Visual Art Source is the partnership between ArtScene a California website and Art Ltd. magazine, which is expanding from it’s Los Angeles base and reaching eastward to capture both Santa Fe and Denver and beyond.
I’m writing previews and recommendations for VAS of Denver and Colorado exhibitions. Here are two early entries that were featured in their weekly email newsletter:
Udo Nöger and Katrin Möller at Rule Gallery Denver, Colorado
Katrin Möller, “there is no time – but there is day and night,” 2009
The luminescent “white on white” paintings by Udo Nöger seem to emanate light from within. In fact, they do. The artist uses light as a material, literally capturing it between layers of translucent canvas, oil and acrylic. These painterly mixed media works are sensuous, liquid, and evoke a mysterious depth. There is a dialogue between surface and space, an interplay between energy and tension in this survey of the artist’s work created between 2000-2009. Also on display is the work of Katrin Möller, Nöger’s studio assistant from 1995-2007. In 2008 Möller began painting daily her own series, titled “Gemaltes” (Painted). Whereas Nöger is exploring light, Möller paints essence, particles and atoms-the complex elements of life itself. Both artists share a fascination with liquid, fluid, water. Moller’s forms are amoebic, cellular and spontaneous; she uses earthly colors like damp pine green and Caribbean Sea blue to ground her explorations in the familiar, yet they are ethereally elemental. The exhibition is an archipelago of simple, beautiful, yet dynamic painting.
-Leanne Goebel
Matthew Buckingham at MCA/Denver
Matthew Buckingham. Peace and Anarchy, 2004-2009, black and white fiber prints, c-prints, at MCA Denver. Courtesy the artist and Murray Guy, New York.
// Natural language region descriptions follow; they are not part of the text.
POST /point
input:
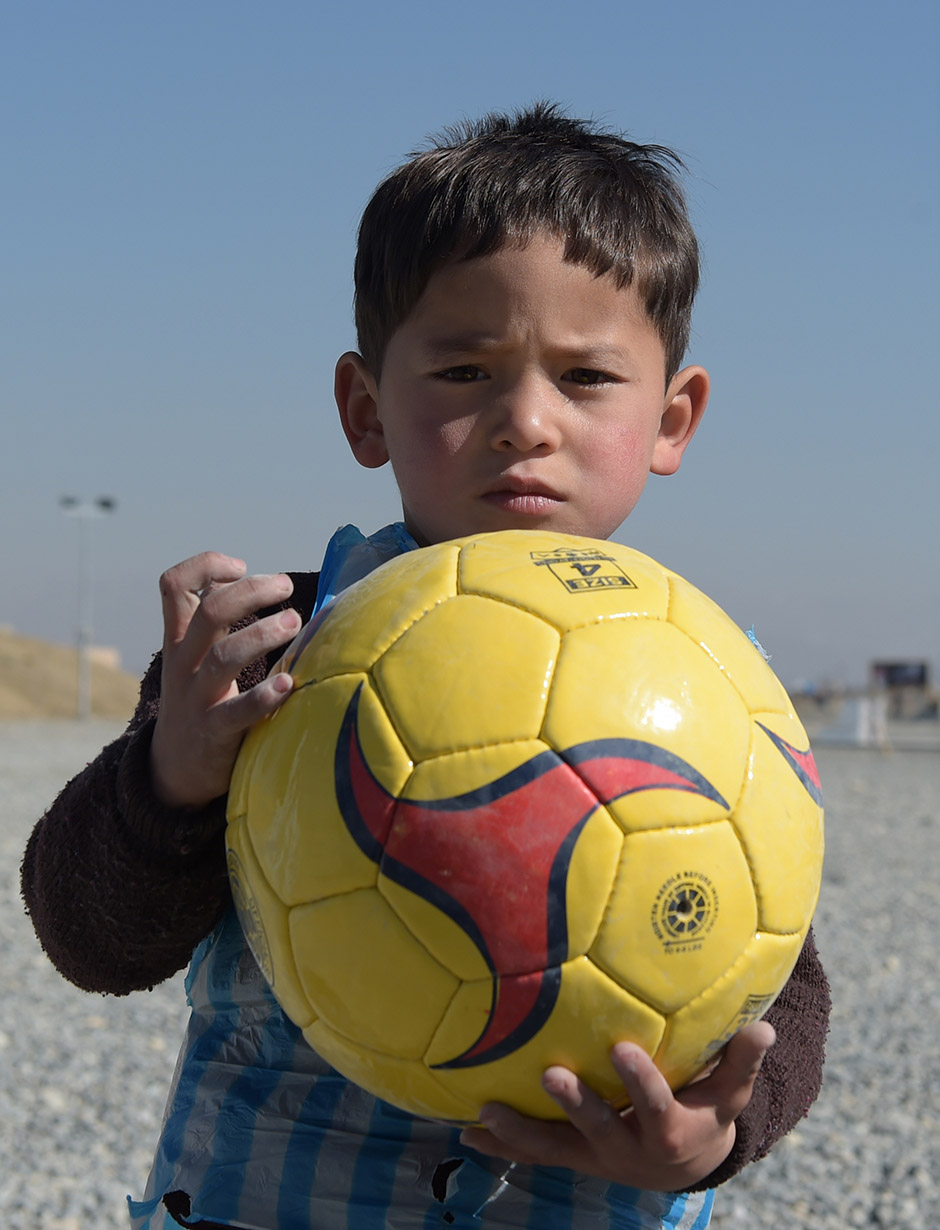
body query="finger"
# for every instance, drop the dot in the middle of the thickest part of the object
(244, 710)
(223, 605)
(227, 658)
(593, 1117)
(505, 1133)
(731, 1085)
(649, 1090)
(182, 586)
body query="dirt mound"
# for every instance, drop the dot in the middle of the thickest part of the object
(38, 679)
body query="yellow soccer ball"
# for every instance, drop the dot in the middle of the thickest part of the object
(530, 796)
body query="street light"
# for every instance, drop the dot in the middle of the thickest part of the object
(86, 513)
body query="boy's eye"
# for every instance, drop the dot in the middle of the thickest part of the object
(460, 374)
(588, 376)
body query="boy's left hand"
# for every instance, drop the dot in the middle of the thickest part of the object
(665, 1142)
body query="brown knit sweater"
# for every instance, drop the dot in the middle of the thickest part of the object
(122, 889)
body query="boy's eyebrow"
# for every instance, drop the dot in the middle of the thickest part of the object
(447, 345)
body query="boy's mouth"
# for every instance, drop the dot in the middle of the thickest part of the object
(524, 496)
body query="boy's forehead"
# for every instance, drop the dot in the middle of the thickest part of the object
(469, 300)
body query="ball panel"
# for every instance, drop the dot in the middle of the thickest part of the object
(265, 921)
(682, 910)
(298, 830)
(501, 859)
(468, 705)
(780, 822)
(741, 995)
(357, 627)
(364, 974)
(566, 581)
(592, 873)
(657, 689)
(589, 1015)
(405, 1083)
(708, 626)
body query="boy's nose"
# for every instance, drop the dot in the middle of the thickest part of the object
(523, 421)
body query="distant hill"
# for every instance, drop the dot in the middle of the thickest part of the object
(38, 679)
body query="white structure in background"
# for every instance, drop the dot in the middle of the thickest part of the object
(860, 722)
(86, 513)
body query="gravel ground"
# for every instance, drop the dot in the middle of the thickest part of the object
(83, 1078)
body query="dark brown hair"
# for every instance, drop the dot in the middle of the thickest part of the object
(618, 207)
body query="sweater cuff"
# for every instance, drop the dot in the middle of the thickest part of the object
(166, 832)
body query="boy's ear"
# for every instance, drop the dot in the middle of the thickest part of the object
(685, 400)
(357, 399)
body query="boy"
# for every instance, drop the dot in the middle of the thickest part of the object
(523, 300)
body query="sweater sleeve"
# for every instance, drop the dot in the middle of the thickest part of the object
(790, 1078)
(118, 887)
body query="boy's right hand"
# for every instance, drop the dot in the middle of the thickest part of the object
(203, 717)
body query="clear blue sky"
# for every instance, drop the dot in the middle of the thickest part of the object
(181, 187)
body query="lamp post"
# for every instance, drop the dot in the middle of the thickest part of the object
(86, 513)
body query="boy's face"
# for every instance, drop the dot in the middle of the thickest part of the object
(522, 392)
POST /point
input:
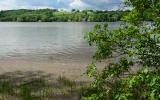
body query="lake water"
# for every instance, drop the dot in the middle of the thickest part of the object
(20, 40)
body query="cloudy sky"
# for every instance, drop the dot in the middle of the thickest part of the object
(60, 4)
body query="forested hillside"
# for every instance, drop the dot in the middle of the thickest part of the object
(51, 15)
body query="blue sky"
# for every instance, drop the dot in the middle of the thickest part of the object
(60, 4)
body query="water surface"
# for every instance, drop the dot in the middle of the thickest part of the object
(20, 40)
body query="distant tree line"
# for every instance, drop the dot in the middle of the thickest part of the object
(53, 15)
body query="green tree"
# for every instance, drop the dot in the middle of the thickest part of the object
(131, 45)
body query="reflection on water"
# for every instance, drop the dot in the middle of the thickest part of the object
(35, 39)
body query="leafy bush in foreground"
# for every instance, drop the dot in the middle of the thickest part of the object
(134, 44)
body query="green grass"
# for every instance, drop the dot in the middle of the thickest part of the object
(22, 86)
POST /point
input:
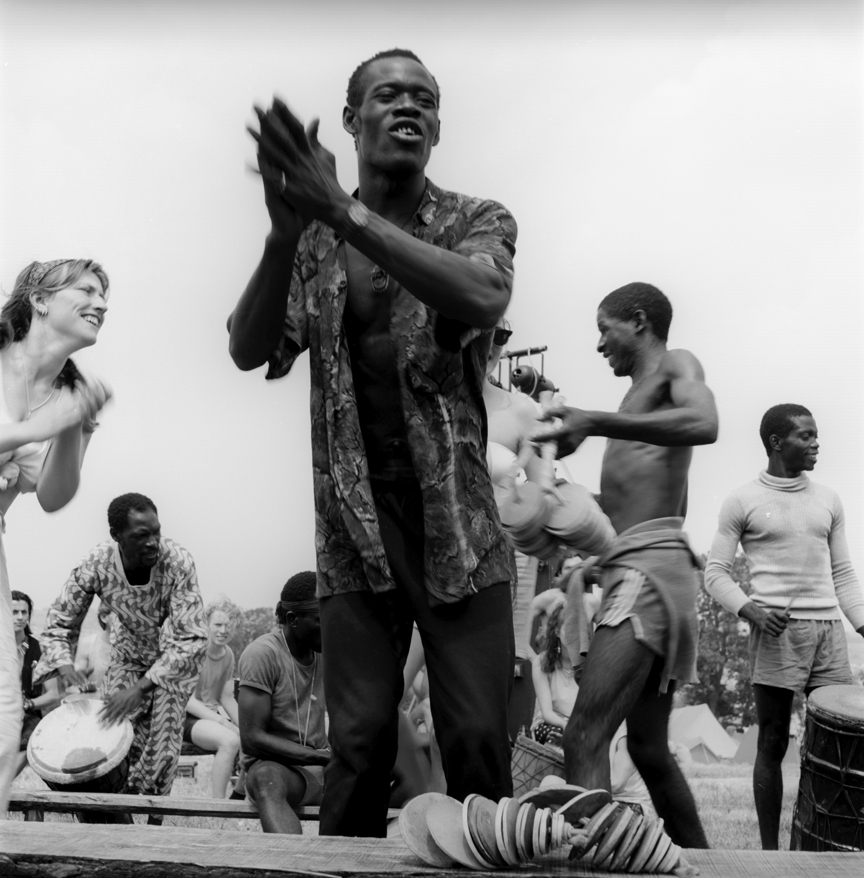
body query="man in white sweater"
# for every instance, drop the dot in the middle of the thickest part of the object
(793, 534)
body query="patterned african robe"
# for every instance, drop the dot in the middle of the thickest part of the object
(159, 632)
(441, 364)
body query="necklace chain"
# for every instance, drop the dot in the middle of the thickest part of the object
(305, 737)
(27, 393)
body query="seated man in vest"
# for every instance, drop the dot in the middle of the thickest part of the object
(281, 705)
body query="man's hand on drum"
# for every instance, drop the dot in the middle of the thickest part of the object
(301, 171)
(574, 428)
(120, 704)
(771, 622)
(70, 676)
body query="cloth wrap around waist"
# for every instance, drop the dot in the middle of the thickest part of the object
(661, 552)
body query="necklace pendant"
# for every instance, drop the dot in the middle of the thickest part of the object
(380, 279)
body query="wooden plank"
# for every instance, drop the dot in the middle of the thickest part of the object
(59, 802)
(133, 849)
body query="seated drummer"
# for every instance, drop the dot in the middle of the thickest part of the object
(37, 698)
(281, 704)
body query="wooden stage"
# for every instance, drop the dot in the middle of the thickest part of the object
(73, 850)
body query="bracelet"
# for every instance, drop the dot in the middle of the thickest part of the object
(356, 219)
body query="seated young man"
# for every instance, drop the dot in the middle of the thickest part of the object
(281, 705)
(211, 713)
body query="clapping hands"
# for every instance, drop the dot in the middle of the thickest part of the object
(299, 174)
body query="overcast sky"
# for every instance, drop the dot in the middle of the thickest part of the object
(713, 149)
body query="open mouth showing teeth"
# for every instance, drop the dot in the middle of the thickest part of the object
(406, 130)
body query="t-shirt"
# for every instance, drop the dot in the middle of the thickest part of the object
(215, 673)
(296, 690)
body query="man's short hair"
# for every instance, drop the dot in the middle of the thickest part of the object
(20, 596)
(120, 507)
(623, 303)
(300, 587)
(355, 83)
(779, 420)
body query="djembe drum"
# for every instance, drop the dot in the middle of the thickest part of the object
(531, 762)
(829, 813)
(72, 751)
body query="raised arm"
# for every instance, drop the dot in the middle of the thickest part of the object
(690, 420)
(471, 284)
(256, 324)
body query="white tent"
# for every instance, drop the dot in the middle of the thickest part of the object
(696, 727)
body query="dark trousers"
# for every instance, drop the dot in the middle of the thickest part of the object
(469, 659)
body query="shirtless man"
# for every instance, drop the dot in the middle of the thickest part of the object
(648, 576)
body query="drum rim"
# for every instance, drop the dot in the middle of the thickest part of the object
(815, 706)
(97, 771)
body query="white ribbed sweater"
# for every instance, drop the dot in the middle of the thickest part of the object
(793, 534)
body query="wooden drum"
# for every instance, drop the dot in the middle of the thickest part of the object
(532, 762)
(829, 813)
(72, 750)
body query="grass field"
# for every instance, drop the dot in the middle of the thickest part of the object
(723, 794)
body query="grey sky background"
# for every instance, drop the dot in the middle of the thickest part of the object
(713, 149)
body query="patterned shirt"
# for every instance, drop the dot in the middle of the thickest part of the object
(158, 629)
(441, 365)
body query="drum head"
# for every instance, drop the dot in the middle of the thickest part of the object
(841, 701)
(70, 745)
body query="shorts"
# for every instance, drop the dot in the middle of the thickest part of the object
(188, 722)
(810, 653)
(629, 594)
(312, 774)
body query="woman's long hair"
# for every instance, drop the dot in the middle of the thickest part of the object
(47, 278)
(550, 659)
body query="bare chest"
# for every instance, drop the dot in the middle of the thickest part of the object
(369, 297)
(648, 395)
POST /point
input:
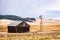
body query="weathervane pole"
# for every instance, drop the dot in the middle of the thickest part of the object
(41, 23)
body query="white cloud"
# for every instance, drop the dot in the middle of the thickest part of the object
(32, 8)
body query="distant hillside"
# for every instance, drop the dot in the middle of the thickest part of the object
(13, 17)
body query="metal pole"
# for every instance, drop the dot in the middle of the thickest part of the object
(41, 24)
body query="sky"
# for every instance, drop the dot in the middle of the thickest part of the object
(31, 8)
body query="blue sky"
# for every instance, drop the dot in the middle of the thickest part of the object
(31, 8)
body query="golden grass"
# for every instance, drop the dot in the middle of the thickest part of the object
(32, 36)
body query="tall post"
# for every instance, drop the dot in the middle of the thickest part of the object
(41, 24)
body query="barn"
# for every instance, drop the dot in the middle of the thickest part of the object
(18, 27)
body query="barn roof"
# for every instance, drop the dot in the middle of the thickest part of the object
(15, 23)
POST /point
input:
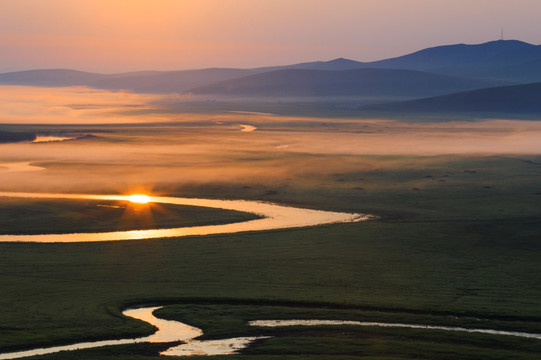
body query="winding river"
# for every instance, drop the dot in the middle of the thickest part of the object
(273, 217)
(170, 331)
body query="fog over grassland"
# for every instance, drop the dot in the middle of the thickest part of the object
(163, 147)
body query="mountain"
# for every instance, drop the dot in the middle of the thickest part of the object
(141, 81)
(464, 59)
(499, 61)
(332, 65)
(517, 99)
(168, 81)
(521, 73)
(360, 82)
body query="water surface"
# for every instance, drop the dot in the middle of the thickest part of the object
(273, 217)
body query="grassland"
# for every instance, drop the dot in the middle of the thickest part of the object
(24, 216)
(457, 236)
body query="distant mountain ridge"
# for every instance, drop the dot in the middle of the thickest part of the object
(516, 99)
(358, 82)
(497, 62)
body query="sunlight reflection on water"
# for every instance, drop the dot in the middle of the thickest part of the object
(274, 217)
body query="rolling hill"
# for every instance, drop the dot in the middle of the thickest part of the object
(360, 82)
(517, 99)
(497, 62)
(464, 59)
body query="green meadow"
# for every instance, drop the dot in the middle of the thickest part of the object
(454, 242)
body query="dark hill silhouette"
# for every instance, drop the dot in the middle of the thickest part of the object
(508, 60)
(517, 99)
(332, 65)
(169, 81)
(360, 82)
(524, 72)
(461, 58)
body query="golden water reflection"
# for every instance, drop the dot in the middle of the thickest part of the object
(273, 217)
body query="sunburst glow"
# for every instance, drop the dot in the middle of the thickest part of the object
(138, 198)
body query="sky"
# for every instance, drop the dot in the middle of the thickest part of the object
(128, 35)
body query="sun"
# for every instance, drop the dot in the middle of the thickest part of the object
(138, 198)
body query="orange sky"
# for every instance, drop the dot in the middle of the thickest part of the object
(127, 35)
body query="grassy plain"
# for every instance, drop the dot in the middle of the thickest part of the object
(24, 216)
(456, 239)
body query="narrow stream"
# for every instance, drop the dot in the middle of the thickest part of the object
(169, 331)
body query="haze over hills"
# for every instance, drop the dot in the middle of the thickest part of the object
(497, 63)
(464, 59)
(361, 82)
(517, 99)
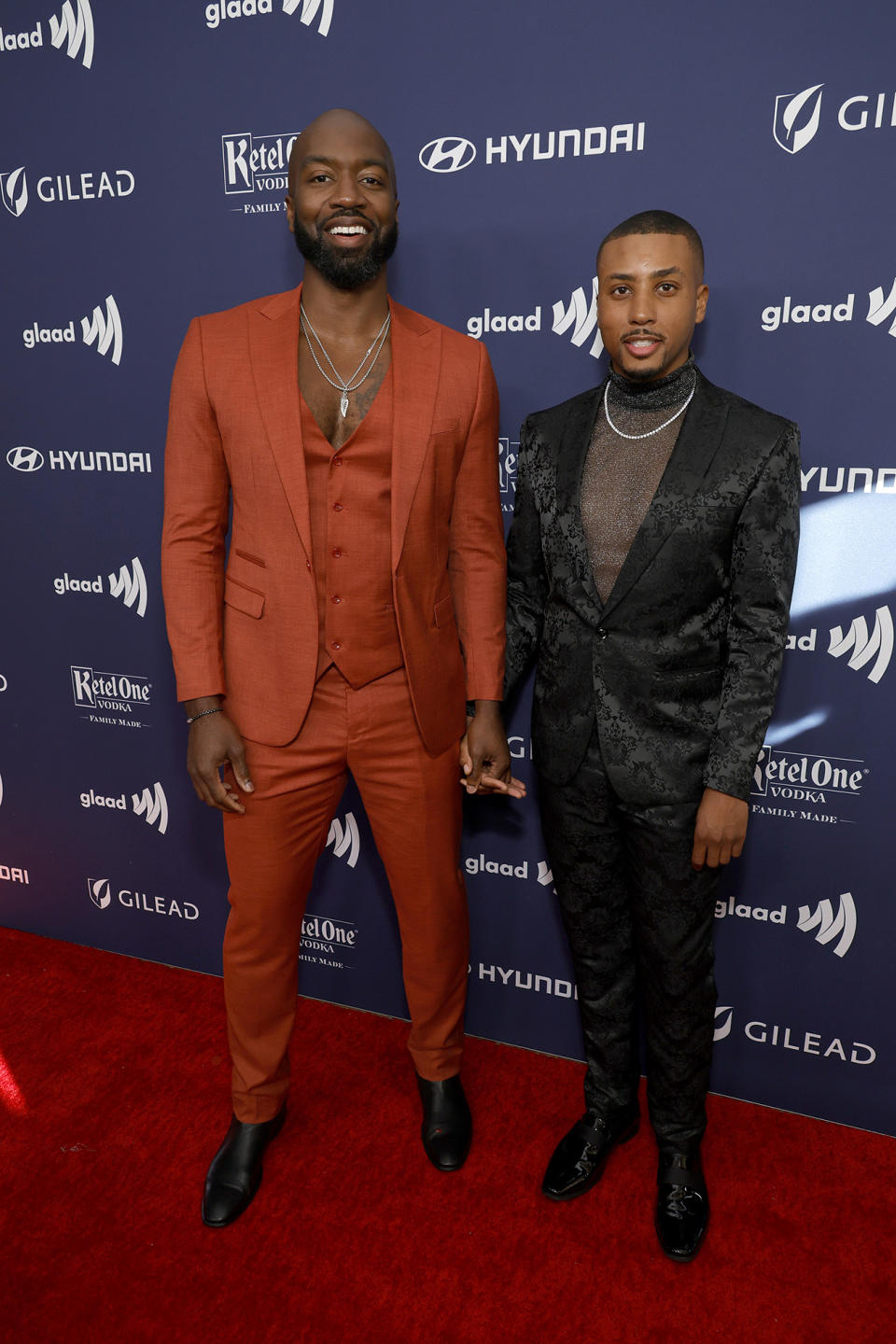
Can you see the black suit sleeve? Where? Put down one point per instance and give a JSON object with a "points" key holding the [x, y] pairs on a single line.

A major survey of Matthew Buckingham’s smart and sophisticated conceptual art, curated by former MCA Denver Deputy Director John Grant, this survey features photography, film, slide and other objects, all of which in some way examine our cultural relationships with time and the way the past appears and is interpreted in the present. Buckingham’s works are literary, historical, scientific and contemplative. Whether we are observing the date “1720” projected in Caslon type while listening to Johann Sebastian Bach, or viewing “Peace and Anarchy,” a series of images paired with written reflections on the origins of five popular graphic symbols, through the use of language and images Buckingham transforms our perception into narratives, which are interpreted by others. But even in the interpreting we are reframing and restaging history. Each of the works examines in some way the past and how it impacts or appears in the present. In the end we realize that the more we know, the less we understand (at MCA Denver, Denver, Colorado).